Enter the Gungeon was a game that never clicked when I first picked it up on Steam, but I have become a big fan playing it on the Switch. It is hard as hell but satisfying. I don’t guess I will ever master it entirely but get a little better over time. Streets of Rogue is the kind of playground I enjoy. It’s done in the style of 8-bit Zelda but plays like Grand Theft Auto. You start at the bottom of a megacity and work your way up by accomplishing objectives and making it to the next elevator. There are dozens of character classes to pick from, and each one comes with intriguing abilities and challenges. Rogue lets you play whichever style suits you that day and switch it up when it gets boring.

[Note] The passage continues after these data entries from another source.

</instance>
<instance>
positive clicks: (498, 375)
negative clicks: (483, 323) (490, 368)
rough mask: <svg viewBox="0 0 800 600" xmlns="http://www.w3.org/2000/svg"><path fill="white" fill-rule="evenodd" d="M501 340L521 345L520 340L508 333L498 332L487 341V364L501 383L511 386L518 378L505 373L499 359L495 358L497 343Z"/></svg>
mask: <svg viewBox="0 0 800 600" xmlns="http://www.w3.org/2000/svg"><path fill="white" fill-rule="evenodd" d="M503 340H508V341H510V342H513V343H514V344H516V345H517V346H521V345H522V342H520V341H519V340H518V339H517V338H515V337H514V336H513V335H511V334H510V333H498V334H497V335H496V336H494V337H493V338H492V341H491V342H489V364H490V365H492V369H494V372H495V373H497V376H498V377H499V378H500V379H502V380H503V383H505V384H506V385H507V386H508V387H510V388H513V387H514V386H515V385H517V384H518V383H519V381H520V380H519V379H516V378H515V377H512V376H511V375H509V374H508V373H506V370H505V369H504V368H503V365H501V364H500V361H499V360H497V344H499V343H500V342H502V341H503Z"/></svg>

Diablo III: Eternal Collection
I didn’t think I would play this as much as I ended up. I’ve logged 100 hours since December, and the game is still a lot of fun to go back to. I am an unabashed fan of dungeon-crawling loot machines (I also Torchlight II on the Switch and am chomping at the bit for the upcoming sequel). This is a lot of arcade fun, you can turn your brain off to an extent once you’ve learned a character class’s strategy. I really appreciate the Seasons because I don’t think I would have played as much or experimented with the game as deeply. My favorite class is the Wizard, but I’ve just started a run with the Necromancer and am warming up quite a bit. This game is all about that dopamine hit of loot, loot, loot, and leveling.
Super Mega Baseball 3
I wouldn’t have expected to buy a sports game much less enjoy it this much, but here we are. Unlike the loot crate driven EA sports games, Super Mega Baseball 3 is a deep baseball sim with no hidden bells and whistles. You can keep things simple, or you can amp up the complexity. This is a profoundly satisfying game to play, and after learning the basics through a few dozen exhibition games, I’m going through a full season and loving the added elements of managing the team. I think this appeals to the city builder/resource management nerd in me. Definitely, a fun game, even if you don’t necessarily like the sport.